Overdiagnosis is not a problem, but misdiagnosis may be as people are driven into the private sector by long waits, and sadly, missed diagnoses remain common —Tamsin Ford
Experts are warning that far from being over-diagnosed, people with ADHD are waiting too long for assessment, support and treatment.


The minority will never be adequately provisioned for without access to intervention. In theory, that can instead be legal or political. Many schools or workplaces put in provisions for ADHD, mostly because of laws. Society does have a “problem” that needs to be “fixed”. The “mould” problem is a deliberate authoritarian tool, beyond the scope of this discussion.
But you need to understand that this is access to medication, nobody is forcing this down our throats. If people want it, it exists, and it helps reduce scary mental health (we’re talking suicide), ableist restriction of access to interventions is super dangerous.
I honestly have the impression that we agree on pretty much all points here but that we’re talking past each other. I agree to pretty much everything you’re saying, and I’m all for helping as many people as possible live as good lives as possible.
What I’m trying to say is basically that problematising the large volume of (and increase in) psychological diagnoses can be valid, and doesn’t have to be founded in trying to downplay those diagnoses. To take a very concrete example: Kids that are disposed to growing very short or tall can be offered growth (blocking) hormones, such that they grow to a “more normal” height. Today, very few kids are offered, or take, these hormones. Now, let’s say some area suddenly saw a rapid increase where 20 % of kids needed growth hormones to grow to “ordinary” height. I would say that we need to figure out what has happened: Is there something about the environment that has caused stunted growth to become ver common? Has the window for what is “normal” gotten narrower?
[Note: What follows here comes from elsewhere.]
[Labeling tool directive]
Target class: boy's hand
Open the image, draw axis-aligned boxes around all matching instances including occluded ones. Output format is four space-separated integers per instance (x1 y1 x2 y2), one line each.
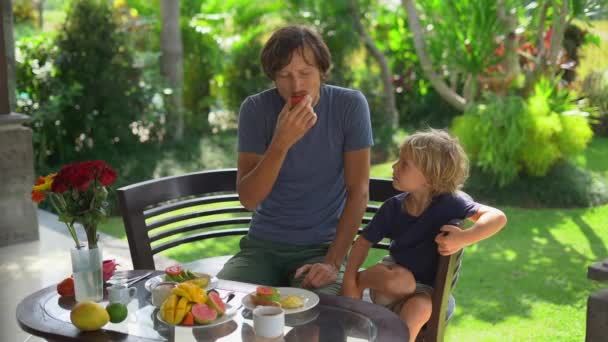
435 225 468 255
Of course, in this example, it’s very was to compare to historical records of human height. The same isn’t true for mental disorders. That doesn’t mean the same discussion isn’t worth having- at its core, this is a discussion about how we can make society as good as possible for as many as possible. That also involves discussing what should be treated as a disorder that disproportionately makes people’s life objectively worse, and what is within the “normal” range that we should rather build society around accepting.